Behind Cisco’s 24% Weekly Surge: Record AI Orders, Analyst Stampede, and a $1 Billion Pivot
17.05.2026 - 17:07:36 | boerse-global.de
Cisco just delivered its most explosive week in years — and it came with a restructuring tab that runs to a billion dollars. The networking giant’s shares vaulted 24% over five sessions to close Friday at €101.64, a fresh 52-week peak that pushes the year-to-date gain past 56%. Investors are betting that the company’s pivot toward artificial intelligence infrastructure has shifted its growth trajectory permanently, even as management simultaneously trims 4,000 roles from the payroll.
The catalyst was a fiscal third-quarter earnings report that smashed expectations. Revenue climbed 12% to $15.84 billion, while adjusted earnings per share of $1.06 topped analyst forecasts. Product orders surged 35% year-over-year, with the core networking business posting a 50% jump. Within that, data-center switching orders rose more than 40%. Cisco booked $1.9 billion in AI-related orders in the quarter alone, prompting the board to raise its full-year 2026 target for AI infrastructure orders to $9 billion. The overall revenue outlook now stretches from $62.8 billion to $63.0 billion.

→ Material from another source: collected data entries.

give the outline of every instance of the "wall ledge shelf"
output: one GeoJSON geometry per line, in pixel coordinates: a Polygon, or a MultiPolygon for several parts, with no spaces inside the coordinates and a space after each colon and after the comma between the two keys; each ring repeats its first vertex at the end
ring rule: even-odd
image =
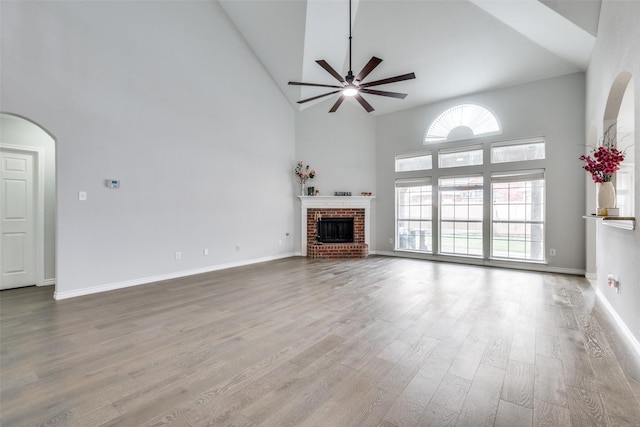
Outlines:
{"type": "Polygon", "coordinates": [[[596,219],[602,221],[602,224],[622,228],[623,230],[634,230],[636,228],[636,218],[633,216],[597,216],[597,215],[584,215],[585,219],[596,219]]]}

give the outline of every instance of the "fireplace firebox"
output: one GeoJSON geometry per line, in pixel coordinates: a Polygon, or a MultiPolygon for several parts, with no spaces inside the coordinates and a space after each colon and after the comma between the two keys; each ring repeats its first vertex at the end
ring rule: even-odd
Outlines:
{"type": "Polygon", "coordinates": [[[353,218],[322,218],[317,233],[320,243],[353,243],[353,218]]]}

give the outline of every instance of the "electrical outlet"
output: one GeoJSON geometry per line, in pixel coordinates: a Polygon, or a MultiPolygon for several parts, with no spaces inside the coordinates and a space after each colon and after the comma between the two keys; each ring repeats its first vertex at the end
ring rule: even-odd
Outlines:
{"type": "Polygon", "coordinates": [[[87,200],[87,192],[86,191],[79,191],[78,192],[78,200],[85,202],[87,200]]]}
{"type": "Polygon", "coordinates": [[[549,249],[549,256],[556,256],[556,250],[555,249],[549,249]]]}
{"type": "Polygon", "coordinates": [[[240,252],[240,245],[236,245],[236,252],[240,252]]]}
{"type": "Polygon", "coordinates": [[[389,237],[389,244],[393,245],[393,237],[389,237]]]}
{"type": "Polygon", "coordinates": [[[282,239],[278,240],[278,246],[282,246],[282,239]]]}
{"type": "Polygon", "coordinates": [[[204,249],[202,250],[202,255],[204,255],[204,256],[209,255],[209,248],[204,248],[204,249]]]}
{"type": "Polygon", "coordinates": [[[607,286],[615,288],[616,293],[620,293],[620,282],[615,274],[607,274],[607,286]]]}
{"type": "Polygon", "coordinates": [[[176,252],[176,260],[182,259],[182,254],[180,252],[176,252]]]}

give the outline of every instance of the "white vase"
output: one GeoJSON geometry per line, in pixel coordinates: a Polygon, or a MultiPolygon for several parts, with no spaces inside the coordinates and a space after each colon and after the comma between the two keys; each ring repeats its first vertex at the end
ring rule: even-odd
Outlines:
{"type": "Polygon", "coordinates": [[[301,196],[306,196],[306,194],[304,194],[304,182],[300,183],[300,195],[301,196]]]}
{"type": "MultiPolygon", "coordinates": [[[[612,182],[601,182],[598,188],[598,210],[616,207],[616,189],[612,182]]],[[[606,215],[606,214],[605,214],[606,215]]]]}

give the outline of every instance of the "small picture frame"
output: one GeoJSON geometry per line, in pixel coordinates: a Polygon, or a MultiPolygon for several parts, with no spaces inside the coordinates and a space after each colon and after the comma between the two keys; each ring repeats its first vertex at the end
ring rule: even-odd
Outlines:
{"type": "Polygon", "coordinates": [[[307,187],[307,196],[315,196],[316,187],[307,187]]]}

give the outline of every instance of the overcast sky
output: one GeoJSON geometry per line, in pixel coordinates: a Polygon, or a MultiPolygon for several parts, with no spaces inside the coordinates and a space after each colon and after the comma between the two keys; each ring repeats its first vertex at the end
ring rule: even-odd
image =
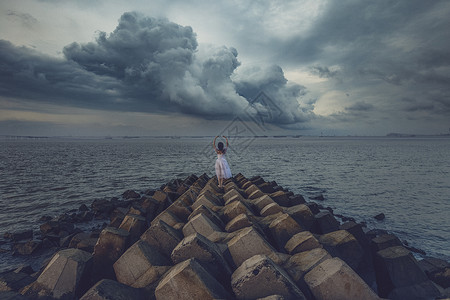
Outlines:
{"type": "Polygon", "coordinates": [[[0,135],[450,130],[449,1],[2,0],[0,14],[0,135]]]}

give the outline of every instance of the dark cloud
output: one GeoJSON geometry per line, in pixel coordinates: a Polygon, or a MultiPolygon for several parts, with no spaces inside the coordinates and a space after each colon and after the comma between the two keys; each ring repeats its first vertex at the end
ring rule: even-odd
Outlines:
{"type": "Polygon", "coordinates": [[[365,102],[356,102],[355,104],[348,106],[345,108],[347,111],[371,111],[374,109],[374,106],[370,103],[365,102]]]}
{"type": "Polygon", "coordinates": [[[20,22],[23,26],[32,28],[38,24],[38,20],[30,14],[22,13],[18,11],[8,10],[6,13],[7,17],[13,19],[14,21],[20,22]]]}
{"type": "Polygon", "coordinates": [[[332,78],[338,74],[338,71],[332,71],[328,67],[313,66],[311,67],[311,73],[319,76],[320,78],[332,78]]]}
{"type": "MultiPolygon", "coordinates": [[[[0,41],[0,95],[95,109],[183,112],[209,119],[257,113],[245,109],[258,91],[271,95],[283,117],[304,122],[306,89],[278,66],[243,69],[232,47],[198,49],[189,26],[125,13],[116,29],[94,42],[72,43],[65,59],[0,41]]],[[[259,107],[267,109],[267,107],[259,107]]],[[[308,110],[305,112],[305,110],[308,110]]]]}

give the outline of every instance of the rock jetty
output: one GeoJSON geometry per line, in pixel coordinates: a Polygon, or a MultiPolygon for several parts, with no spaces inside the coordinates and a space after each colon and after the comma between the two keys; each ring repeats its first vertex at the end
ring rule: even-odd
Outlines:
{"type": "Polygon", "coordinates": [[[35,272],[0,274],[1,299],[445,299],[448,262],[417,261],[381,230],[256,176],[206,174],[126,191],[8,234],[19,255],[53,246],[35,272]],[[75,224],[107,222],[83,232],[75,224]],[[22,239],[29,239],[20,242],[22,239]],[[18,242],[19,241],[19,242],[18,242]]]}

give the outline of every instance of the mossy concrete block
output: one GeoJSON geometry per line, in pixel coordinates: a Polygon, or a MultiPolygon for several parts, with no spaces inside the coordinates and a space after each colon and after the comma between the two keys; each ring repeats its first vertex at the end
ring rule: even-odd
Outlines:
{"type": "Polygon", "coordinates": [[[252,222],[249,220],[245,213],[236,216],[230,222],[228,222],[227,226],[225,226],[225,230],[227,232],[234,232],[236,230],[252,226],[252,222]]]}
{"type": "Polygon", "coordinates": [[[183,227],[183,234],[185,237],[196,232],[208,237],[217,231],[220,232],[222,229],[202,213],[190,219],[189,222],[187,222],[183,227]]]}
{"type": "Polygon", "coordinates": [[[270,236],[280,251],[284,251],[287,241],[301,231],[303,231],[303,228],[288,214],[279,215],[269,225],[270,236]]]}
{"type": "Polygon", "coordinates": [[[346,230],[333,231],[320,236],[319,242],[332,256],[341,258],[353,270],[358,269],[364,251],[350,232],[346,230]]]}
{"type": "Polygon", "coordinates": [[[241,201],[234,201],[223,208],[223,216],[227,222],[240,214],[252,214],[241,201]]]}
{"type": "Polygon", "coordinates": [[[245,260],[231,276],[237,299],[256,299],[281,295],[284,299],[306,299],[289,275],[265,255],[245,260]]]}
{"type": "Polygon", "coordinates": [[[301,286],[303,276],[321,262],[332,258],[323,248],[315,248],[309,251],[292,255],[283,265],[295,283],[301,286]]]}
{"type": "Polygon", "coordinates": [[[329,211],[321,211],[314,216],[315,226],[314,233],[325,234],[339,230],[339,222],[329,211]]]}
{"type": "Polygon", "coordinates": [[[119,228],[128,231],[130,233],[130,243],[134,243],[147,230],[147,220],[140,215],[127,214],[119,228]]]}
{"type": "Polygon", "coordinates": [[[314,214],[311,209],[305,204],[294,205],[287,207],[284,210],[289,214],[298,224],[305,230],[310,231],[314,226],[314,214]]]}

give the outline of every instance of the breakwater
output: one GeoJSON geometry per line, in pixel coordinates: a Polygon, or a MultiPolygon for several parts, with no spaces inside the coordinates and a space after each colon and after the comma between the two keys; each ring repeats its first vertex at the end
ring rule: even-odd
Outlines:
{"type": "Polygon", "coordinates": [[[190,175],[43,218],[41,236],[7,236],[18,255],[55,254],[4,272],[6,299],[435,299],[447,262],[417,261],[383,230],[256,176],[190,175]],[[76,224],[105,220],[81,231],[76,224]],[[28,241],[27,241],[28,240],[28,241]],[[12,298],[16,297],[16,298],[12,298]]]}

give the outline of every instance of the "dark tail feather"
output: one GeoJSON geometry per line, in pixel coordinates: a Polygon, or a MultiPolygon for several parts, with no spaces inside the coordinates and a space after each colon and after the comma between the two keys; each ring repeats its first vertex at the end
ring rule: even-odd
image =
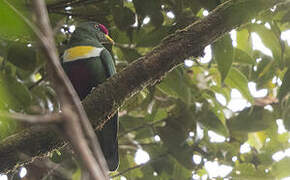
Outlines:
{"type": "Polygon", "coordinates": [[[118,113],[116,113],[104,125],[101,131],[97,132],[98,139],[110,171],[115,171],[119,166],[117,132],[118,132],[118,113]]]}

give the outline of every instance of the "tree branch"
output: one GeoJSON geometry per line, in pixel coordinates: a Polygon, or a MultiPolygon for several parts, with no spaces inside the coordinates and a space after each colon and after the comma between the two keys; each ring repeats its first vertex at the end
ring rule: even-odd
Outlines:
{"type": "Polygon", "coordinates": [[[44,115],[29,115],[29,114],[21,114],[21,113],[7,113],[0,112],[0,117],[10,118],[26,123],[32,124],[46,124],[46,123],[61,123],[62,122],[62,114],[61,113],[48,113],[44,115]]]}
{"type": "MultiPolygon", "coordinates": [[[[95,88],[83,101],[94,127],[100,129],[127,99],[159,82],[185,58],[201,56],[205,46],[250,21],[261,11],[285,1],[227,1],[204,19],[168,36],[146,56],[134,61],[122,72],[95,88]]],[[[24,162],[16,156],[19,149],[27,150],[33,158],[63,144],[64,141],[50,129],[29,128],[19,132],[0,143],[0,172],[7,172],[16,164],[24,162]],[[39,144],[43,146],[40,147],[39,144]]]]}
{"type": "Polygon", "coordinates": [[[128,130],[126,130],[126,131],[120,133],[120,134],[118,135],[118,138],[121,138],[121,137],[125,136],[126,134],[128,134],[128,133],[130,133],[130,132],[138,131],[138,130],[143,129],[143,128],[152,127],[152,126],[155,125],[155,124],[165,122],[165,121],[167,121],[167,119],[168,119],[168,118],[166,118],[166,119],[161,119],[161,120],[159,120],[159,121],[155,121],[155,122],[152,122],[152,123],[142,124],[141,126],[137,126],[137,127],[134,127],[134,128],[128,129],[128,130]]]}
{"type": "Polygon", "coordinates": [[[62,11],[49,11],[50,13],[54,13],[54,14],[60,14],[60,15],[65,15],[65,16],[73,16],[73,17],[78,17],[87,21],[94,21],[96,20],[96,17],[100,17],[98,16],[98,14],[93,14],[93,15],[84,15],[84,14],[80,14],[80,13],[71,13],[71,12],[62,12],[62,11]]]}

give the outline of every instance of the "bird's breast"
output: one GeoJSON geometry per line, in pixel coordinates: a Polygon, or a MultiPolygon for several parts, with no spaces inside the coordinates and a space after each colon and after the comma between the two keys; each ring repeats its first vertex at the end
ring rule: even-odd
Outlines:
{"type": "Polygon", "coordinates": [[[87,69],[84,61],[76,61],[68,65],[66,73],[78,93],[80,99],[84,99],[92,88],[92,73],[87,69]]]}
{"type": "Polygon", "coordinates": [[[63,68],[80,99],[84,99],[106,79],[106,70],[98,57],[63,63],[63,68]]]}

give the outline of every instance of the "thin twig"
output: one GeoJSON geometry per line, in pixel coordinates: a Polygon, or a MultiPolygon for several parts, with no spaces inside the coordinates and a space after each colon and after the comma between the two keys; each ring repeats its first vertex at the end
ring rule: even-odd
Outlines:
{"type": "Polygon", "coordinates": [[[118,173],[118,174],[116,174],[116,175],[114,175],[114,176],[111,176],[111,178],[113,179],[113,178],[116,178],[116,177],[121,176],[121,175],[123,175],[123,174],[126,174],[127,172],[132,171],[132,170],[134,170],[134,169],[141,168],[141,167],[147,165],[148,163],[149,163],[149,162],[144,163],[144,164],[140,164],[140,165],[137,165],[137,166],[133,166],[133,167],[130,167],[130,168],[128,168],[128,169],[125,169],[124,171],[122,171],[122,172],[120,172],[120,173],[118,173]]]}
{"type": "Polygon", "coordinates": [[[130,132],[133,132],[133,131],[138,131],[138,130],[143,129],[143,128],[152,127],[153,125],[158,124],[158,123],[162,123],[162,122],[166,121],[167,119],[168,118],[161,119],[159,121],[155,121],[155,122],[148,123],[148,124],[143,124],[141,126],[137,126],[135,128],[129,129],[127,131],[124,131],[124,132],[120,133],[118,138],[121,138],[121,137],[125,136],[126,134],[128,134],[130,132]]]}
{"type": "Polygon", "coordinates": [[[64,9],[67,6],[78,6],[80,4],[99,3],[103,0],[67,0],[55,4],[49,4],[47,9],[64,9]]]}
{"type": "Polygon", "coordinates": [[[62,1],[54,3],[54,4],[48,4],[47,9],[57,8],[57,7],[64,8],[64,7],[68,6],[69,3],[72,3],[73,1],[78,1],[78,0],[62,0],[62,1]]]}
{"type": "Polygon", "coordinates": [[[0,117],[14,119],[17,121],[32,123],[32,124],[42,124],[42,123],[61,123],[62,114],[61,113],[49,113],[44,115],[30,115],[22,113],[7,113],[0,112],[0,117]]]}
{"type": "Polygon", "coordinates": [[[59,29],[63,26],[63,24],[65,23],[65,21],[66,21],[66,19],[67,19],[67,17],[65,17],[65,18],[62,18],[61,20],[59,20],[58,22],[57,22],[57,24],[54,26],[54,28],[53,28],[53,34],[55,35],[55,34],[57,34],[57,32],[59,31],[59,29]]]}
{"type": "Polygon", "coordinates": [[[5,69],[6,62],[7,62],[7,55],[5,54],[5,56],[2,57],[2,63],[1,63],[0,71],[3,71],[5,69]]]}
{"type": "Polygon", "coordinates": [[[101,16],[98,16],[98,14],[84,15],[84,14],[71,13],[71,12],[61,12],[61,11],[49,11],[49,13],[60,14],[60,15],[65,15],[65,16],[72,16],[72,17],[78,17],[78,18],[81,18],[81,19],[89,20],[89,21],[96,20],[96,17],[101,17],[101,16]]]}
{"type": "Polygon", "coordinates": [[[116,178],[116,177],[121,176],[121,175],[123,175],[123,174],[126,174],[127,172],[132,171],[132,170],[134,170],[134,169],[142,168],[142,167],[144,167],[144,166],[146,166],[146,165],[149,165],[149,164],[151,164],[151,163],[153,163],[153,162],[159,161],[160,159],[162,159],[162,158],[164,158],[165,156],[167,156],[167,154],[168,154],[168,152],[166,152],[166,153],[164,153],[164,154],[161,154],[160,156],[158,156],[158,157],[155,158],[155,159],[151,159],[151,160],[148,161],[147,163],[139,164],[139,165],[137,165],[137,166],[133,166],[133,167],[130,167],[130,168],[128,168],[128,169],[125,169],[124,171],[119,172],[118,174],[115,174],[115,175],[111,176],[110,178],[112,178],[112,179],[113,179],[113,178],[116,178]]]}

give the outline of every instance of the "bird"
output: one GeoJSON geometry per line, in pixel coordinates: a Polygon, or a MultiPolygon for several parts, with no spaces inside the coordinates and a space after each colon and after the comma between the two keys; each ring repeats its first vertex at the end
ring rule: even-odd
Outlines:
{"type": "MultiPolygon", "coordinates": [[[[94,87],[116,74],[110,52],[103,46],[114,44],[108,29],[97,22],[80,23],[72,33],[62,55],[62,67],[83,100],[94,87]]],[[[118,112],[97,131],[97,137],[105,156],[109,171],[119,166],[118,112]]]]}

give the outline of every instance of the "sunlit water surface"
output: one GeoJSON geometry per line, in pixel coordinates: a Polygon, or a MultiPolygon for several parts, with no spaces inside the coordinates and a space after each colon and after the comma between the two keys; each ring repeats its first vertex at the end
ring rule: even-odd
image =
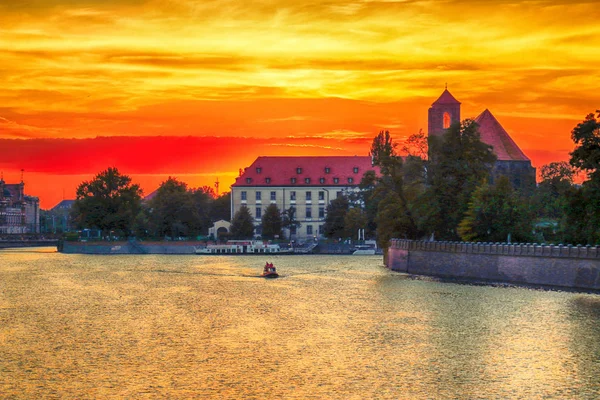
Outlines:
{"type": "Polygon", "coordinates": [[[594,399],[600,296],[379,256],[0,252],[1,398],[594,399]]]}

Wall Street wasted no time recalibrating. HSBC upgraded Cisco from hold to buy, lifting its price target from $77 to $137. Analyst Stephen Bersey argued that the company’s AI role is becoming structural and that AI revenue is hitting the bottom line harder than anticipated. Morgan Stanley raised its target to $120 from $91 and kept an overweight rating, noting that the demand surge is broad-based across hyperscaler customers. BNP Paribas bumped its target to $132 from $87, citing Cisco’s proprietary Silicon One silicon, Acacia optics, AI data-centers, the campus refresh cycle, and its partnership with Nvidia. At the high end, Rosenblatt now sees $150. KeyBanc, Goldman Sachs and Bank of America have targets in the $114 to $125 range. Of the 26 analysts covering the stock, 19 rate it buy or strong buy — though the average target of $119.54 sits only a few percentage points above the latest U.S. close.
Should investors sell immediately? Or is it worth buying Cisco?
The rosy view comes with a heavy cost. Cisco is eliminating roughly 5% of its global workforce — about 4,000 jobs — as part of what CEO Chuck Robbins calls a “network supercycle” reallocation, not a cost-cutting exercise. The restructuring will incur pre-tax charges of up to $1 billion, with approximately $450 million hitting in the current fiscal fourth quarter. Capital and personnel are being shifted into high-growth areas including AI, optics, and cybersecurity.
Institutional investors are voting with their feet. Commerzbank FI expanded its Cisco position by nearly 50% in the prior quarter, and other asset managers have piled in, pushing institutional ownership above 73%. The quarterly dividend, maintained at $0.42 per share, adds a floor for the stock at current levels.
Yet not everyone is sold on the new narrative. Wolfe Research warns that some of the order acceleration may reflect pulled-forward demand driven by component shortages and price increases. At an expected price-to-earnings multiple of roughly 27x on projected earnings of $4.70 per share — up from a prior 20-21x range — Cisco now carries a premium that rivals pure-play networking peers. Ciena trades at 68x, Nokia at 32x, which bolsters the re-rating thesis but leaves the stock exposed if hyperscaler spending slows. The coming week will test whether Cisco can sustain its AI order momentum and absorb the restructuring charges without derailing the rally.